The e-Kapihan ng Samahang Plaridel tackled on the importance of immunization and how it can prevent an outbreak within a pandemic. This is in line with the celebration of World Immunization in the last week of April, and with the pandemic, the issue of immunization has become more relevant. UNICEF has earlier called on the promotion and continuation of routine immunization efforts, especially for children despite the pandemic and key health officials of the Department of Health that has echoed the call of UNICEF.
Dr. Wilda Silva, National Immunization Program Director of the DOH said that the government recognizes immunization as a core health service that should be prioritized even at this time of the COVID pandemic.
“But we also accept the fact that we need to protect our healthcare workers and our community as well. We must strike that balance between giving that life-saving vaccine, protecting children against vaccine-preventable diseases, and protecting our health workers against COVID. The position of the DOH when the COVID crisis was at its height, was to offer immunization services when feasible,” Silva said.
One of the vaccine-preventable diseases, pneumonia, remains the number one killer disease among children 5 years old and below. The tender for the child pneumococcal vaccine—between PCV 10 and PCV 13– is currently being reviewed by the Health Technology Assessment Council (HTAC) for comparability and cost effectiveness.
Asked on the new evidence presented by the World Health Organization (WHO) saying that the two PCVs in the market are equally effective in protecting the children from pneumonia, Silva said, “When we did the cost effectiveness analysis, they are both cost effective. The price of PCV10 and PCV13, they fall on that range na cost effective sila pareho. But, of course, there is another benefit when we chose the PCV13 because it contains the three serotypes that are not found in PCV10 before. But now with the new evidence, this was now presented to National Immunization Committee and then it was brought up to the HTAC for further review and we are waiting for the review.”
The PCV tender is massive, which is even bigger than that of the controversial Dengvaxia procurement.
“Currently, there is only one available pneumococcal conjugate vaccine available in the market (PCV 13). It is a very expensive vaccine, and it’s eating up more than 60% of the budget of the national immunization program. Mahal talaga pag isang produkto lang ang nasa merkado,” Silva said.

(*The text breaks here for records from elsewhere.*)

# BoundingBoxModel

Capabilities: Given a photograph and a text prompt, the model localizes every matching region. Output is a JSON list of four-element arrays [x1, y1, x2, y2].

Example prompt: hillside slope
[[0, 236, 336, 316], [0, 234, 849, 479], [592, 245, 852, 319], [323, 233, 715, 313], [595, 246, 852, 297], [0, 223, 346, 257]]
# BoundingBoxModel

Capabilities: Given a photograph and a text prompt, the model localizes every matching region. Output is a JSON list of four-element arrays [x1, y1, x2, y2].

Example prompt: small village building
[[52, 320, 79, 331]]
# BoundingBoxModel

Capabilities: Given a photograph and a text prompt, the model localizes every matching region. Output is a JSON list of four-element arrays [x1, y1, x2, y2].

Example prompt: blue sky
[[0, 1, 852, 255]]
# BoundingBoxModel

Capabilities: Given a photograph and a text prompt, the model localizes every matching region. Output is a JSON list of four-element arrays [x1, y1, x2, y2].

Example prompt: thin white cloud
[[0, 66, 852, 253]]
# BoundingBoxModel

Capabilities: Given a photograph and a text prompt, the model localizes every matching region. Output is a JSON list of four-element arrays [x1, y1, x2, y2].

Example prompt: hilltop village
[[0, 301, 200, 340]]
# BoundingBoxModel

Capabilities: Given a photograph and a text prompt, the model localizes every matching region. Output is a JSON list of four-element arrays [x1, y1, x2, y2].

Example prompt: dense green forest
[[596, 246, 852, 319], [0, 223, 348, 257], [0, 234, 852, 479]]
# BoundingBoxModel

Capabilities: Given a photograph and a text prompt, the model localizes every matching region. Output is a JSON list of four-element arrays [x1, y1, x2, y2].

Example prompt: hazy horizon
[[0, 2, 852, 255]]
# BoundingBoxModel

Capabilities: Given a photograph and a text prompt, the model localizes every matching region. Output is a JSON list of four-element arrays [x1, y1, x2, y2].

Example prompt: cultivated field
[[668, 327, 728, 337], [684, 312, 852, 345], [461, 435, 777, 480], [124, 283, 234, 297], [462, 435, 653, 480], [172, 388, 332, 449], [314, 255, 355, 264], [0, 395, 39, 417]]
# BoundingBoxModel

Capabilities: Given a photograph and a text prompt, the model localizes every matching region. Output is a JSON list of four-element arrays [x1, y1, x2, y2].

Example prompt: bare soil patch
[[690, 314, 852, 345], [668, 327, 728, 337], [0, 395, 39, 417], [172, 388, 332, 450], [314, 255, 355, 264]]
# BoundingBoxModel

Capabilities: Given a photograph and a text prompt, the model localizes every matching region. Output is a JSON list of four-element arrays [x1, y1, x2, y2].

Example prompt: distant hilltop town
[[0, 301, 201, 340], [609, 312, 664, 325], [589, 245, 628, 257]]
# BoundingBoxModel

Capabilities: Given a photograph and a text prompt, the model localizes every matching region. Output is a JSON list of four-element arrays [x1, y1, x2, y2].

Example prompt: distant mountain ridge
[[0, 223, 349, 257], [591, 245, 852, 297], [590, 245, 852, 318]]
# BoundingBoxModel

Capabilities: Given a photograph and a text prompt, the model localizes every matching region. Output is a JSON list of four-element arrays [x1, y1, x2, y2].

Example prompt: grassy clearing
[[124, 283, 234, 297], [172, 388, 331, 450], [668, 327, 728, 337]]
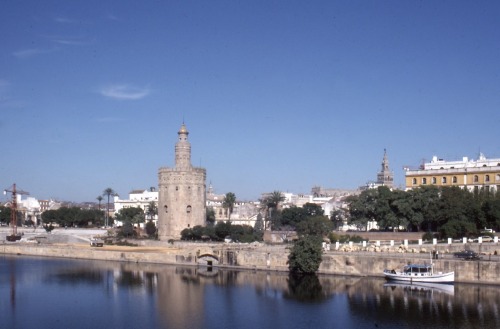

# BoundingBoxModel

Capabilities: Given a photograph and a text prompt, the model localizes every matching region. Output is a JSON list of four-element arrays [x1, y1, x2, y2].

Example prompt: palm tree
[[222, 192, 236, 220], [260, 191, 285, 228], [266, 191, 285, 209], [102, 187, 116, 226], [96, 195, 103, 210], [146, 201, 158, 221]]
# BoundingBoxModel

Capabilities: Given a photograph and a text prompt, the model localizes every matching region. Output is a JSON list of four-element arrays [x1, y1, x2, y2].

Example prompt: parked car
[[453, 250, 481, 260], [90, 239, 104, 247]]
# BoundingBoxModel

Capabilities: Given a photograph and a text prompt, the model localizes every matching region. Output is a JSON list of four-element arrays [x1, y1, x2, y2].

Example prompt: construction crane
[[3, 183, 29, 241]]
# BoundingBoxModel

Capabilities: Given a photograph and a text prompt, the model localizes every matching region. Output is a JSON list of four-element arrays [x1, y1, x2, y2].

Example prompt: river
[[0, 255, 500, 329]]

The HTAC Review of the PCV vaccines is expected to be completed this June.
For her part, Dr. Mary Ann Bunyi, president of the Pediatric Infectious Disease Society of the Philippines (PIDSP), said that like COVID-19, “each opponent virus has its own effective weapon of infecting vulnerable individuals, especially children which is why, vaccination is critical even during a pandemic.
Dr. Mary Ann Bunyi said that for now, we already have an effective defense weapon against measles, polio, pertussis, flu, pneumonia, diarrhea, and many other illnesses. We need to fight and beat these to ensure the health of our kids. We should all together make parents aware of how important it is to get vaccinated.

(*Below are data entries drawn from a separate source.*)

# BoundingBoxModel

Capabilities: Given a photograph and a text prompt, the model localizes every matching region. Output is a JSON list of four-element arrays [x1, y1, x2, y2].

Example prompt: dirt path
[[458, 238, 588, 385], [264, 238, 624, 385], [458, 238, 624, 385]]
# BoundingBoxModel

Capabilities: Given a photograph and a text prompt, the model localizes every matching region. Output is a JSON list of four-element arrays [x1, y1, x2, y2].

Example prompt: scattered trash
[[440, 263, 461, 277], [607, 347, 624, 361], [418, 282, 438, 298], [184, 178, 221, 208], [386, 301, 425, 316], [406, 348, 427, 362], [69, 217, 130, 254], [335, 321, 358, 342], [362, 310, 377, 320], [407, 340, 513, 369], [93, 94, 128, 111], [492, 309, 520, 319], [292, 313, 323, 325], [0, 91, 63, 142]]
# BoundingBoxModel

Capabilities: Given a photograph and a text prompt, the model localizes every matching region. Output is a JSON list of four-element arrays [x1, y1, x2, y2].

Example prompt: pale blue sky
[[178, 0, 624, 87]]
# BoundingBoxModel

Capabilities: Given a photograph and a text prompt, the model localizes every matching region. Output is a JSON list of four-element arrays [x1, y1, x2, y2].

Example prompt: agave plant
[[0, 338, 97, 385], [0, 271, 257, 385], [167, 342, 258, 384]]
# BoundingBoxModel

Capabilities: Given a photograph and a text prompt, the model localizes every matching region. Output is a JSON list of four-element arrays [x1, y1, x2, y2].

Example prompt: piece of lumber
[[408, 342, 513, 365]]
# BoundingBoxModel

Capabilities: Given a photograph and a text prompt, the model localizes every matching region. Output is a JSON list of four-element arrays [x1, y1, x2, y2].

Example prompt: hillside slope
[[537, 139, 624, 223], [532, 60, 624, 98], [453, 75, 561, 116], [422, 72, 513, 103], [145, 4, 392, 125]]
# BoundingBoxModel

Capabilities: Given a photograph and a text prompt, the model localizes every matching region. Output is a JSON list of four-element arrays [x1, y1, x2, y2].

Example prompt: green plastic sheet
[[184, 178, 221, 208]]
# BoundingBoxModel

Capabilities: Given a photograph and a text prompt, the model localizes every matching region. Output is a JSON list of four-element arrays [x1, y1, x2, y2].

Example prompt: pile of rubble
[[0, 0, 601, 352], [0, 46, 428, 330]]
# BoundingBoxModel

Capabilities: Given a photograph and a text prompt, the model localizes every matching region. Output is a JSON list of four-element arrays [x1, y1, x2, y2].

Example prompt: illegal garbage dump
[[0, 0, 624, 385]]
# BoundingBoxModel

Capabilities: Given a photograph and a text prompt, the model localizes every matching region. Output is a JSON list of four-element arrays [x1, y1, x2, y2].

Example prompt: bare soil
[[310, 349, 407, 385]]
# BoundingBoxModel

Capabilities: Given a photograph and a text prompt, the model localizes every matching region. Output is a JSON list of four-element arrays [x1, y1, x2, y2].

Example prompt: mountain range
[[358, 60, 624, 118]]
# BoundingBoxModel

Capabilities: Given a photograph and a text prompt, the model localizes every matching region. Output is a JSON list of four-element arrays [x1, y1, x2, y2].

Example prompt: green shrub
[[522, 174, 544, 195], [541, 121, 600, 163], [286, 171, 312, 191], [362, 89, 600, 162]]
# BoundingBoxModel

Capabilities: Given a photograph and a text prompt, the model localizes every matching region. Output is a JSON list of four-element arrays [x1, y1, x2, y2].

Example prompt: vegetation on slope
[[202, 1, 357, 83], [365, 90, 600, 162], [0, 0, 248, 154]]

For immunization concerns, ask any health workers from your Barangay Health Center or your pediatrician regarding vaccine-preventable diseases such as measles, pertussis, flu, pneumonia, diarrhea, hepatitis B.
Without the vaccine to protect us, the outbreak can spread fast. That’s why the message is clear to all the parents, make sure children receive their routine immunizations while following national and local preventive measures including physical distancing, handwashing, and proper coughing/sneezing hygiene.